Tradition is an act of encompassing the entire social system of Indian society prior to the beginning of modernization, based on the principles of hierarchy, holism, continuity and transcendence (Singh, 2016). The ancient Indian social structure has remained impervious to major elements of modernization until the advent of the British rule in India. The contact with the West brought historical changes in culture and social structure of India. But as the basic direction of this contact was inclined to modernization, the process also reinforced a variety of traditional institutions. The traditional system of Indian administration was basically caste based and family was the self-sufficient unit. This position was replaced by rationality and individualism in economy and society.
The Process of Modernization
Modern cultural institutions and forms of social structure were introduced after the establishment of British rule in India. The Western tradition at that time had undergone fundamental transformations due to the impact of Industrial Revolution. Indian society appeared to them as consisting of discrete plural traditions of castes, sub-castes and tribal population exhibiting a unique diversity with a systematic binding. The significance of the British contribution to modernization lies in the creation of networks within communities which were modern and pan-Indian.

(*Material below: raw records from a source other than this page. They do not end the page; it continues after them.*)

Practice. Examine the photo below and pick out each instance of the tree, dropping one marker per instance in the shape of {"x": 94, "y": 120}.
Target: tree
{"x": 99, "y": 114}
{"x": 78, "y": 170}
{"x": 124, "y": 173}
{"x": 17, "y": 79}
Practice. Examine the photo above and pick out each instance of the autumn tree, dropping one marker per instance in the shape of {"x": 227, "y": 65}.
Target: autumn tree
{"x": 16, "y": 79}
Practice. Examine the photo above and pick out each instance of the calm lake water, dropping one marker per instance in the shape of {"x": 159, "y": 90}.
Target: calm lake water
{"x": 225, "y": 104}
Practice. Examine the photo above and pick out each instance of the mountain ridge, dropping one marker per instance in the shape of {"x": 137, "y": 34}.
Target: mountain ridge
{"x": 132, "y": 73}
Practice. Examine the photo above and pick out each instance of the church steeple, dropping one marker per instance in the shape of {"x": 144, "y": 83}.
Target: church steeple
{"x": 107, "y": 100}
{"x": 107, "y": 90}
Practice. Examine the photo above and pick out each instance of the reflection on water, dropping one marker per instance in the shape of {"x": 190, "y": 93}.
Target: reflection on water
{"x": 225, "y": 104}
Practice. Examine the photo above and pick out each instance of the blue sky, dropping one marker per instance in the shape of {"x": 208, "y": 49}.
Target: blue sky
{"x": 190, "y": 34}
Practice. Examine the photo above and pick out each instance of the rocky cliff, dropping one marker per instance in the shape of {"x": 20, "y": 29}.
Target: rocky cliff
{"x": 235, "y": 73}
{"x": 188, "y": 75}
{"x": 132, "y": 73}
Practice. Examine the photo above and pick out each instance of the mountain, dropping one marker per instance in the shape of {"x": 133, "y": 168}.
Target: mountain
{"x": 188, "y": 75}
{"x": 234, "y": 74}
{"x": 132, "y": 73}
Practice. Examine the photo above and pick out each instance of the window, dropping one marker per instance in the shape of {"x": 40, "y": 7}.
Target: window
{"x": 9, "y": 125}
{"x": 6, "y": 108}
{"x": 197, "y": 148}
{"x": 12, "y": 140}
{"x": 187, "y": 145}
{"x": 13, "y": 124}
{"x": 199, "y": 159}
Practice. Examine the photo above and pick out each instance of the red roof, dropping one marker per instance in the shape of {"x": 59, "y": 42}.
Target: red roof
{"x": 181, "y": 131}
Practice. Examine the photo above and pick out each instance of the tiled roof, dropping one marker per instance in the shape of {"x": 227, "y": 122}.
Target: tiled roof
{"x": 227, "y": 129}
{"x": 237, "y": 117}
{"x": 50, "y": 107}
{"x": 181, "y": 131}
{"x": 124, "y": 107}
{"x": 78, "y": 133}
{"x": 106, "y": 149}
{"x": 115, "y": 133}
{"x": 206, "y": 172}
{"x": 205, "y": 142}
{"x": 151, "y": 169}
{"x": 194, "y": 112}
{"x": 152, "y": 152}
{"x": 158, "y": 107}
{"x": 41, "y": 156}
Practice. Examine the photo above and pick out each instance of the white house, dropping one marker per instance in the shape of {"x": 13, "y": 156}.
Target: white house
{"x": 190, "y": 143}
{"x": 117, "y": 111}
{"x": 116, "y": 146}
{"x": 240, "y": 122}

This led to the modernization of transport and communications, transformation of economic systems, etc.
The effects of modernizing sub-culture or Little tradition of Westernization were felt in parts of Bengal, Madras and Bombay during the 17th century. There was the emergence of a class of interpreters, trader-cum-middlemen who slowly took to westernization and there also began sects emphasizing assimilation of Western cultural norms and western modes of learning propagated by Brahmo Samaj, Prarthana Samaj etc. These movements also challenged the obscurantism of traditional beliefs of casteism, education, status of women, etc. This situation gradually led to the institution of modernizing Great tradition towards the middle of the nineteenth century. The components of this system were expansion of Western form of education, urbanization and industrialization, spread of new means of communication and transport and social reforms. Along with these norms structural modernization paved the way for rational bureaucratic systems of administration and judiciary, army, industrial bureaucracy, new classes of business elites and entrepreneurs. This also led to the growth of political elites and nationalist leadership during the middle of the nineteenth century. All of these transformations took place under the umbrella of colonialism in India.
Transformation in the Modernization Process
Following India’s Independence the modernization process has undergone a basic transformation. Today modernization is seen as an integral part of development for all levels of cultural and structural systems of the Indian society. The Constitution of India declares India as a democratic nation where the citizens enjoy universal adult suffrage while electing their representatives. A federal parliamentary form of political structure has been adopted for the social organization of administration. Introduction of land reforms and elective village panchayats has led to a life of social security and democratic participation in the electoral process of the villagers. But with all the achievements of modernization there are instances of structural and cultural breakdown in the society.